Bu taktik, önceki dönemlerde Ukrayna üzerinden Rusya’ya uygulanan ABD destekli saldırılara benzerlik gösteriyordu. Ukrayna’da sağlanan uzaydan gelen istihbarat desteği, burada da dronların hedeflerine nokta atışı yapmasına olanak tanıdı. Ukrayna’daki operasyonlar, İran’da uygulamaya konuldu.
AMERİKA’NIN UZAYDAN YÖNETTİĞİ SAVAŞ
Son zamanlarda ABD, “ucu sistemleri” adı verilen yüksek hassasiyetli yönlendirme teknolojilerini test ediyordu. Ukrayna’da Rus hedeflerine yönelik yapılan saldırılarda bu sistemlerin etkinliği gözlemlenmişti. ABD Savunma Bakanlığı istihbarat birimleri, elde edilen verileri uzay destekli uydu ağı ile değerlendirdi.

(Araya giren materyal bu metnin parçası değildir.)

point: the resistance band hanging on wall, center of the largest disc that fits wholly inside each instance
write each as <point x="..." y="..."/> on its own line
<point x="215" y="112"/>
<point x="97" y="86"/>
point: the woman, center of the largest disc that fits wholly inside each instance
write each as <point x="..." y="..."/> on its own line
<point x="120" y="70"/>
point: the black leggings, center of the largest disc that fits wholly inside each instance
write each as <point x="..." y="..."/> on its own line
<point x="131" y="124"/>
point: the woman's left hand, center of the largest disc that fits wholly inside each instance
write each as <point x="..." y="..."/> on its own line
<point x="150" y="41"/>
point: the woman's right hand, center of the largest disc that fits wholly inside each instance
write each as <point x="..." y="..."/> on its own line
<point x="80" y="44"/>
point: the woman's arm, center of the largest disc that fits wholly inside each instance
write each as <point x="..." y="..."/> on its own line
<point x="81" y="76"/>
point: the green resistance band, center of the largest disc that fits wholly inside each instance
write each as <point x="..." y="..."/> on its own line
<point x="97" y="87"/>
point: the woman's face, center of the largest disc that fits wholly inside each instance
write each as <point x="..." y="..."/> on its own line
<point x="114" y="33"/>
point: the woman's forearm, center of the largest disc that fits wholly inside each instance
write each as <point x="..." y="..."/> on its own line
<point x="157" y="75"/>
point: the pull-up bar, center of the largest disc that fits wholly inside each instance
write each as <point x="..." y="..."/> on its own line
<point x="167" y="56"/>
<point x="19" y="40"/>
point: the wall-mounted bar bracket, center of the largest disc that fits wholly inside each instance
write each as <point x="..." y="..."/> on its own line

İsrail’in İran üzerindeki operasyonu, bu testin ikinci aşaması olarak kaydedildi. İran’daki hedefler, ABD’nin yüksek çözünürlüklü askeri uydu görüntüleriyle izlenerek, bu veriler İsrail’e aktarıldı. Bu sayede, hedeflerin yerleri, savunma kapasiteleri ve zayıf noktaları netlik kazandı. Bu saldırı aynı zamanda ABD’nin uzaydan yönettiği ilk bölgesel “proxy” savaşı olarak değerlendirildi.
İSRAİL İRAN’A NASIL SIZDI? GİZLİ HÜCRELER, AĞ OLUŞUMU VE GİZLENEN TEKNOLOJİLER
İsrail’in İran topraklarına kadar uzanan operasyonel derinliği bir tesadüf değil. Uzun yıllar boyunca, MOSSAD, İran içinde birçok gizli hücre oluşturmuştu. Bu hücreler, teknik ekipman aktarımı, yerleşik personel, yerel iş birlikçileri ve uyuyan ajanlardan oluşan bir ağ ile desteklendiler. Daha da önemlisi, saldırılardan önce bu hücrelerin etkin hale getirildiği ve içeriden bilgi transferlerinin başlatıldığı saptandı.
İsmail Haniye’nin Tahran’da öldürülmesinin ardından, İsrail İran’daki operasyonlarını geçici olarak duraklatmıştı. Bu “duraksama”, hem İran’ın tepkisinden kaçınmak hem de istihbarat ağını koruma amacı taşıyordu. ABD’nin araya girmesiyle, saldırıyla ilişkilendirilen iki ismin İranlı yetkililere teslim edilmesi sonucunda Tahran, bir süreliğine MOSSAD’a göz yumdu. Bu zamanda İsrail, İran içindeki gizli ağlarını daha da güçlendirdi.
İşte bu süreç, “örümcek ağı stratejisi” olarak adlandırıldı: sessizce örülen, anında harekete geçebilen ölümcül bir istihbarat yapısı.